Aussie dairy battle needs cheap debt to stack up

November 19, 2013

By Ethan Bilby

The author is a Reuters Breakingviews columnist.  The opinions expressed are his own.

Australia’s dairy battle needs cheap debt to stack up. Three bids in as many days for Australia’s Warrnambool have lifted the price tag above A$500 million ($469 million). Local cost savings and projections of China’s thirst for foreign milk help justify the frenzy. But the investment case rests on low borrowing costs.

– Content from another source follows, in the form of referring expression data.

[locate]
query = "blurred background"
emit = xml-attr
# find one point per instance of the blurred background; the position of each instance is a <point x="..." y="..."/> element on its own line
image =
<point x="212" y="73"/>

On the face of it, the bidding war has become detached from financial reality. Warrnambool is forecast to earn A$20.75 million in the year to June 2014, according to Eikon. At the A$504 million price tag the bidders have put on the company, that implies a return of little more than 4 percent.

It’s tempting to assume that increased Chinese demand for foreign dairy products will translate into higher earnings for Warrnambool. Euromonitor expects 16 percent annual growth for overall dairy in China to 2018. But other competitors are also vying for that market, and the Australian company’s exports to China are still small.

Local bidders Bega Cheese and Murray Goulburn have the advantage that they already own respective stakes of 18 percent and 17 percent in their target. They should also benefit from cost savings: Bega reckons it can squeeze an extra A$7.5 million before tax out of Warrnambool in the first year of ownership. Put these two factors together and Bega’s projected return on investment rises closer to 6 percent. Murray Goulburn has not put a figure on cost savings – presumably to minimize scrutiny from Australian competition authorities who still have to approve its offer.

Without a pre-existing investment in Warrnambool and lacking obvious synergies, Canada’s Saputo appears to be at a disadvantage. But its secret weapon is access to cheap financing. The company’s interest costs over the past four years are just over 5 percent of its net debt. That gives its wholly debt-funded offer the advantage over Bega, which is paying mostly with its own shares, which carry a higher cost of capital.

The risks for Saputo are that interest rates rise and Chinese demand disappoints. But as long as the company is able to borrow cheaply, its pursuit of Warrnambool may not be as reckless as it seems.